Every year, the October 31st preliminary tax and file deadline (November 14th for those who file on-line) allows workers a last chance to reduce their income tax bill for the previous year by investing in their pension. This includes workers with occupational pensions, who can top them up with an Additional Voluntary Contribution (AVC) contract to boost their final pension; the self-employed and proprietary directors of companies or workers with PRSAs (the flexible pension retirement savings accounts).

The big problem this year is that the collapse of stock markets and the unending uncertainty and volatility has not only put a huge question mark over the choice of pension asset you may want, but whether you should take out a pension at all in this current climate.

It isn’t that pensions are a bad thing – far from it. In this country a personal pension is one of the last, really significant tax breaks available, especially to anyone who pays the marginal, or higher tax rate of 41 per cent. You may even be able to claim back the six per cent you pay in PRSI and health levy contributions.

The problem with personal pensions is twofold this year: not only are fees and charges still too high – the pension companies continue to take five per cent (or higher) entry charges and fund management fees as high as two per cent without delivering anything but losses – but the markets have been falling steadily since the summer of 2007, wiping out several years worth of gains. Typical Irish pension funds have lost about 20 per cent of their value this year alone – a total of €18 billion.

So should you keep paying into a fund that many have criticised for years as being too heavily in weighted in equities (i.e. stock and shares) but especially in Irish stocks and shares, or do you just hope that you have enough time left before retirement for these losses to turnaround?

Anyone who is self employed and nearing retirement – say between five and 10 years – has always been told to move their funds gradually away from equities and into safer bonds and cash funds, but not everyone has done so.

Unfortunately, not even all small companies have done so for their older employees, though larger firms tend to do this as par for the course. Now, when markets have fallen by at least a fifth, may not seem like the time to do so, but John Maynard Keynes’ famous quip, “The markets can stay irrational longer than you can stay solvent’ has never been more apt.

If you are 55 or older, before you put another penny into your pension, get it reviewed by a qualified, fee based pension advisor and consider how to protect your existing assets. For the rest of us, do we take the plunge, or not, into a mainly falling stock market environment?

As a response to the sub-prime and banking crisis, and our own recession, pension companies like the Hibernian Life have launched a ‘Safe Haven’ fund which puts your pension money into a safe deposit account and offers the ECB rate plus one per cent for a year (currently 5.25 per cent) and then allows you to freely switch into other assets. The annual management fee ranges from 0.75 per cent to one per cent per annum depending on your status (self-employed, company director, etc). Other pension providers are coming up with similar safe options.
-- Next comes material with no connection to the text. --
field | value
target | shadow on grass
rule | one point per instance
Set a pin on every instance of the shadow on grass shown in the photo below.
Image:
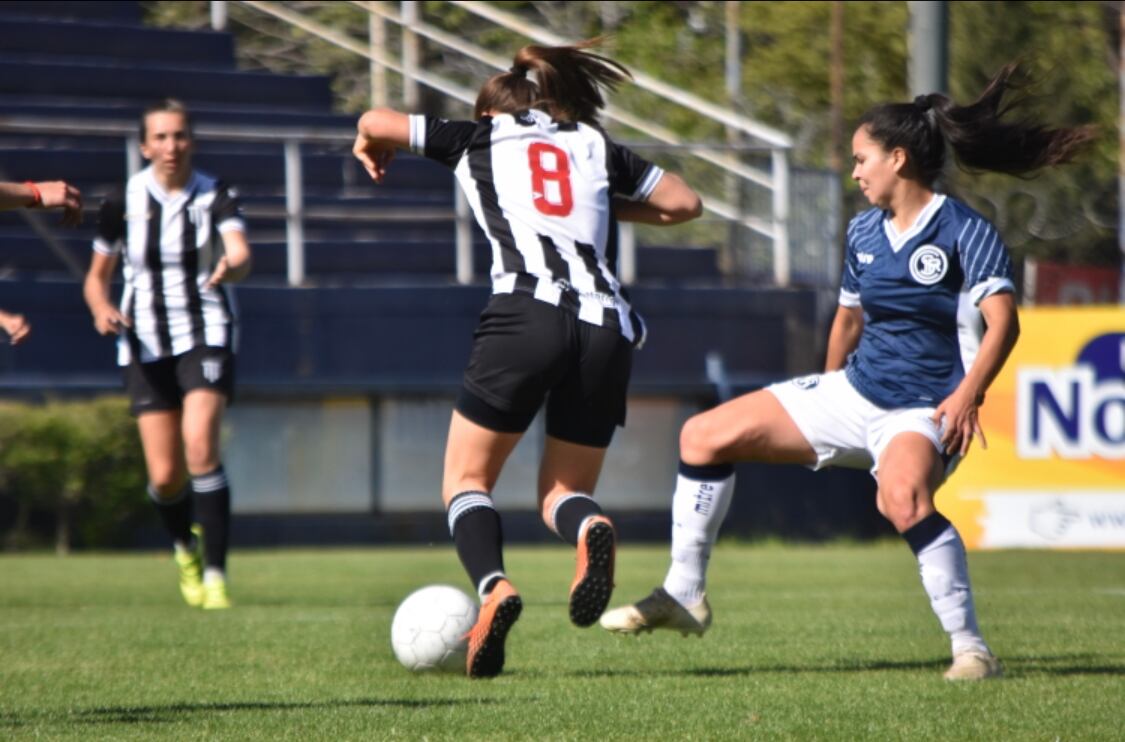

Meanwhile, financial advisor, Eddie Hobbs, for example, is recommending to his higher risk tolerant clients that they also consider funds like the Zurich Life/Eagle Star’s new balanced Earth Resources Fund which invests in a combination of four sectors – oil, clean energy, precious metals and food.

Mr Hobbs notes that had this fund been around since 2003 it would have averaged a return of 13.7 per cent annually, though this is no indicator of future performance. At 1.5 per cent, the annual management fee is on the high side and you should ideally arrange a fund like this on a fee, nil commission basis.

Depending on how long you believe this financial crisis will last, the addition of precious metals to your retirement portfolio – the most enduring and portable (if you buy the coins themselves) of ‘real’ assets being gold – is something you should consider.

Gold is the ultimate hedge against inflation, war and the destruction of paper money by the inflating of the money supply by governments and central banks, something that is clearly happening right now.

An ounce of gold could buy a fine suit of clothes 2000 years ago; at over $880 an ounce at time of writing, it can still buy you a pretty good suit of clothes. (A $100 bill from even 20 years ago only buys a fraction of the same goods today.)

Gold pays no dividends or interest, but it isn’t created out of thin air either; it has to be dug out of the ground. It is increasingly rare and has an intrinsic, enduring value that will never altogether disappear. Gold as an investment asset for pensions is now approved by the Revenue Commissioners in the form of the Perth Mint Gold Certificate programme (see www.gold.ie) but, as with all other asset choices it should make up only a small proportion of your overall pension portfolio and you should be aware of that the set-up costs will be circa two to four per cent of your contribution but it attracts full tax relief.

If you don’t want to add gold to your pension – you can always buy some as an ordinary investment in coin form via the cheaper certificate route or even as exchange traded funds (ETFs), which trades like a share on the stock exchange – though there is now a growing concern about the counter-party risk of some gold ETFs because of the financial crisis.